When it comes to taking good water reflections, there are two important steps. One is to expose on part of the water that doesn't contain the actual reflection, yet is still close to some part of it. If your not sure what 'setting the exposure' means, you can find some information on this at: manual modes.

Next, set your digital SLR camera on a high aperture number (if photographing landscapes), for example f/11, so the whole landscape will be in focus. Then before taking the shot, focus your camera on the actual reflection and press the shutter button. You should then find you end up with a perfect water reflection that seems almost mirror image.

example photograph of water reflection

Reflections in the water

Digital SLR Camera: Canon EOS 400D / Rebel XTi
DSLR Lens: Canon EF-S 17-85mm f/4-5.6 IS USM
Exposure: 1/125th of a second
Aperture: f/11
Focal Length: 35 mm
ISO Speed: 100
Exposure Program: manual

Why this image worked

This photograph was taken at 7am on a cloudy day. The time of the morning, as well as the overcast conditions, made it a perfect situation for finding good water reflections at the local Botanical Gardens.
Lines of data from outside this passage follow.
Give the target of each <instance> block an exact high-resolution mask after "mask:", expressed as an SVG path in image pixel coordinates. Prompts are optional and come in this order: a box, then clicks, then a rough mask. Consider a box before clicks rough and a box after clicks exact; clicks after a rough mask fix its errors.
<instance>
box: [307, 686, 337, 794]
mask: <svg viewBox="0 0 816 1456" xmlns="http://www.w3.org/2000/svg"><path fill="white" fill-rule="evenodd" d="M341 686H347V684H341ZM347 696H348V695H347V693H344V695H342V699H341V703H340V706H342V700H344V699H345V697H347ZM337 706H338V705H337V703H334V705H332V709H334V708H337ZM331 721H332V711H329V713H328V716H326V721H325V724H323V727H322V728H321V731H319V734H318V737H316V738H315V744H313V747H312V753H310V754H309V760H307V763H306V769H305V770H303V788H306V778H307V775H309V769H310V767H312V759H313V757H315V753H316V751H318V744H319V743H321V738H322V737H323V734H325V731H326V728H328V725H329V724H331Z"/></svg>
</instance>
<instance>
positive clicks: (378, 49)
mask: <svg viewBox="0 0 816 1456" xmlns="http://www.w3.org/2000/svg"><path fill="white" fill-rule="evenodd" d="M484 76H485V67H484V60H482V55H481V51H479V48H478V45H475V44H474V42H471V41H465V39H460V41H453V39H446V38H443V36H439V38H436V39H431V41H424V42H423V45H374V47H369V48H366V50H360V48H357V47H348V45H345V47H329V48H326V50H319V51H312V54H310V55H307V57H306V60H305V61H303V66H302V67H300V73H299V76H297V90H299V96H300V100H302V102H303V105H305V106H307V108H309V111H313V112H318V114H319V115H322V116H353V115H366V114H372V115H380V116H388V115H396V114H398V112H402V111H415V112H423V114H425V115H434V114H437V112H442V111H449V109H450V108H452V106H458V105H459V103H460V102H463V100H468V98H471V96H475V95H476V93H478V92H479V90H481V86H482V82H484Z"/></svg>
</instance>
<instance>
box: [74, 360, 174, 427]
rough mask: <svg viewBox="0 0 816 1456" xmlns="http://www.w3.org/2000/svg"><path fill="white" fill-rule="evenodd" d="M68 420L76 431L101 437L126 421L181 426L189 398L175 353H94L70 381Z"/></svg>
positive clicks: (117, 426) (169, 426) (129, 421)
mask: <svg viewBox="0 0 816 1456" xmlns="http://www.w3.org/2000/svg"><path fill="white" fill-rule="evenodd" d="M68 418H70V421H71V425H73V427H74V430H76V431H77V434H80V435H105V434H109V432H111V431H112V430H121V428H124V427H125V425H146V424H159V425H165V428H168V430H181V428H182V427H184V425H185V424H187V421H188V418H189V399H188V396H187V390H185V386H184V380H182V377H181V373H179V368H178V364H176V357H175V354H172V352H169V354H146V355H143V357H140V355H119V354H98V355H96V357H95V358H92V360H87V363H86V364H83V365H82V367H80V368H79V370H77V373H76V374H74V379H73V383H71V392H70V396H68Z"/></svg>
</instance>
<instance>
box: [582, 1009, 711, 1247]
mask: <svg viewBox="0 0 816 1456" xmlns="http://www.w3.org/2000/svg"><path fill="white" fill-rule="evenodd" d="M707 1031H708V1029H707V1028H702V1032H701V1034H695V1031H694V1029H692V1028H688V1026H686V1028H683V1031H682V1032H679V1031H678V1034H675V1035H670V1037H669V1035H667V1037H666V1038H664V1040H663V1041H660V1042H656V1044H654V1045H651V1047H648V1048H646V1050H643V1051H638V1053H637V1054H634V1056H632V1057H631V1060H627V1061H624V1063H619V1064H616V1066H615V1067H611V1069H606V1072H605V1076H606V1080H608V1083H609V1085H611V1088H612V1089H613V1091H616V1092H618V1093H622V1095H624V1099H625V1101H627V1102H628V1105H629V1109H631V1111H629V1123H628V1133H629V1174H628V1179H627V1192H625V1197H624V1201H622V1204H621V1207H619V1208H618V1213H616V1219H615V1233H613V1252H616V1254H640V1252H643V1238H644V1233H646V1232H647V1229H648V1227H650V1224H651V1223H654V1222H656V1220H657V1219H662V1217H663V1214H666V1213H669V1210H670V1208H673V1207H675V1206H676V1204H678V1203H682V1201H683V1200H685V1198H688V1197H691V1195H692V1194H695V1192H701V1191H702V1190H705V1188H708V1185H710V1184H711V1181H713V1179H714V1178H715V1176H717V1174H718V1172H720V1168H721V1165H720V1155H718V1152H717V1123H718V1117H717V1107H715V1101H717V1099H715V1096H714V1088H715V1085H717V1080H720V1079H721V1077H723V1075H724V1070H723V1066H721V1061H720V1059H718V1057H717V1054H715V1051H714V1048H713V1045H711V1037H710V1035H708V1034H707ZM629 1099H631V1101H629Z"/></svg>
I took the exposure on the water on the left, just under the green land reflection (the blue part of the water). I then focused on the reflection itself in the middle of the frame and took the photograph. Due to an aperture of f/11, the whole landscape is seen in focus.

example of bird reflection in water

Reflection of seagull in the water

Digital SLR Camera: Nikon D40
DSLR Lens: Nikon 55 - 200 mm lens
Exposure: 0.002 sec, 1/500th of a second
Aperture: f/5.6
Focal Length: 200 mm
ISO Speed:450
Exposure Program: Program

Why this image worked

This photograph of a bird was taken in the late afternoon when reflections are at their second best time (second to mornings). It was also a shallow puddle that doesn't get the wind ripples that would occur in a larger body of water. Keep in mind, that after rain, there is always good reflections to be found in shallow puddles. Note also, the aperture could be kept to a low number f/5.6 as it wasn't a whole landscape that was being photographed, but rather a much smaller object and area size.